Les banques se sont donc mobilisées afin de créer de nouveaux dispositifs telle l’authentification forte qui a contribué à faire baisser le taux de fraude sur les paiements par internet. Toutefois, les fraudeurs sont toujours plus judicieux et continuent de trouver de nouveaux moyens de contournement.

Heureusement, le législateur a prévu un cadre légal dans lequel la victime de prélèvements frauduleux peut obtenir remboursement des sommes prélevées de façon illicite.

En effet, l’article L133-18 du Code monétaire et financier prévoit qu’
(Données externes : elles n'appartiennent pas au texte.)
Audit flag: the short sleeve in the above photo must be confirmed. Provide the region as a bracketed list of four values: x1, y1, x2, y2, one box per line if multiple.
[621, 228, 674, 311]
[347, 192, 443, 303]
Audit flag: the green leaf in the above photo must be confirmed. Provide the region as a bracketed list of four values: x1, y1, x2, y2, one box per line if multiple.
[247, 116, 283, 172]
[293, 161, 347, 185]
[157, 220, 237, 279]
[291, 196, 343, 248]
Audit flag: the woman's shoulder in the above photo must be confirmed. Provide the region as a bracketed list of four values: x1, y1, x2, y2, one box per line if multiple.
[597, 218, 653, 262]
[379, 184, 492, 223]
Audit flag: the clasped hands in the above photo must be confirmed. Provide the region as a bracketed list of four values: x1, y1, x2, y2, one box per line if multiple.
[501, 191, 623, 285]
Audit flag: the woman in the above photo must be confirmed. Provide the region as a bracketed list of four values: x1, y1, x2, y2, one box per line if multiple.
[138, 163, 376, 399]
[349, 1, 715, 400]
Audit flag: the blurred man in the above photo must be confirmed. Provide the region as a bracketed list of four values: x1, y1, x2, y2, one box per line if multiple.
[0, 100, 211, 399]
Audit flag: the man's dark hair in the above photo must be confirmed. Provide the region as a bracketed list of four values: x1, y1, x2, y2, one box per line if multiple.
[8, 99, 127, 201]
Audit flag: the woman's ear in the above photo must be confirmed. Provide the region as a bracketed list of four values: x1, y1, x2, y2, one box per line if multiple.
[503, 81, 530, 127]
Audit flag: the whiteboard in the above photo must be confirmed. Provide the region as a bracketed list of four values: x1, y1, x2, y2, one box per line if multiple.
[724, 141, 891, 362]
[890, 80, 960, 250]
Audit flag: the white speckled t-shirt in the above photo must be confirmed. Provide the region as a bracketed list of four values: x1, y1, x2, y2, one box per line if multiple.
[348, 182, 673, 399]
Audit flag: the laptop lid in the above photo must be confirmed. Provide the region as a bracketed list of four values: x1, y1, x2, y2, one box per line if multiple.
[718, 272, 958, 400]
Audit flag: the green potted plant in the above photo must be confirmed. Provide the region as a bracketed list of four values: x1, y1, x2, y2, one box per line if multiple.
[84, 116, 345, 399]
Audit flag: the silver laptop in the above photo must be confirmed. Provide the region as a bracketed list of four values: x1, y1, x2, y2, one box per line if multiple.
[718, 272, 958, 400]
« en cas d’opération de paiement non autorisée signalée par l’utilisateur (…) le prestataire de services de paiement du payeur rembourse au payeur le montant de l’opération non autorisée immédiatement après avoir pris connaissance de l’opération ou après en avoir été informé (…) ».
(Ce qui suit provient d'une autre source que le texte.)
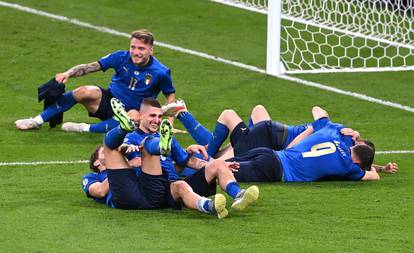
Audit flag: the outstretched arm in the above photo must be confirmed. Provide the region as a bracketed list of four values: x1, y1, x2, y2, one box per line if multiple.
[55, 61, 101, 83]
[164, 93, 176, 125]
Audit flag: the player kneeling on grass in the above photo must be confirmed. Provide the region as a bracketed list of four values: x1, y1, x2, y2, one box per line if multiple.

Tel que le prévoit cet article, l’objectif est que la banque rétablisse « le compte débité dans l’état où il se serait trouvé si l’opération de paiement non autorisée n’avait pas eu lieu ».
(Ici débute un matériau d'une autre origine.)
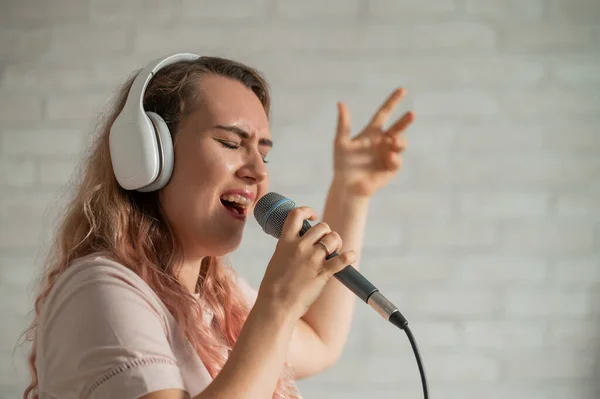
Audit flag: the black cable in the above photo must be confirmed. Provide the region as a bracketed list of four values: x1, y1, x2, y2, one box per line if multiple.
[404, 326, 429, 399]
[389, 311, 429, 399]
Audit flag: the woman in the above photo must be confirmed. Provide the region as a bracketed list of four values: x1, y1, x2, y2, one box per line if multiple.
[24, 57, 413, 399]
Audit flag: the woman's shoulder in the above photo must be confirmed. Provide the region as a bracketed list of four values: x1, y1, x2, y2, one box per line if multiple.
[44, 253, 166, 320]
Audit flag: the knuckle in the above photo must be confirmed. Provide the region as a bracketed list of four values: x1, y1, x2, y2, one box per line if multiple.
[317, 222, 330, 230]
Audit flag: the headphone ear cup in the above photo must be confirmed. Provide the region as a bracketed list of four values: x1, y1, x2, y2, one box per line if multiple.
[138, 111, 173, 192]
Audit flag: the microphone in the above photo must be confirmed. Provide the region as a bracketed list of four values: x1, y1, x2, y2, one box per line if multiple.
[254, 192, 408, 330]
Il convient de s’intéresser aux délais pour demander le remboursement d’une part (I) et des conditions d’obtention dudit remboursement d’autre part (II).

I - Sur les délais pour demander le remboursement des prélèvements frauduleux.

L’article L133-24 du Code monétaire et financier prévoit que l’utilisateur doit informer sa banque être victime de prélèvements frauduleux dans un délai de 13 mois.

Ce délai court à compter de la date de débit.

Il s’agit d’un délai de forclusion. Autrement dit, aucun remboursement ne sera possible pour tout signalement réalisé après l’expiration de ce délai.

La demande n’a pas à respecter de formalisme particulier sauf à être écrit. Ainsi une lettre recommandée avec accusé de réception, un simple courriel ou message sur la plateforme bancaire peuvent servir pour formaliser la demande de remboursement.
Il convient d’être particulièrement attentif à ce délai légal. En effet, il s’agit non seulement du délai dans lequel l’usager doit demander à sa banque le remboursement des prélèvements frauduleux mais aussi du délai d’action légale en cas de refus ou d’absence de réponse de la banque.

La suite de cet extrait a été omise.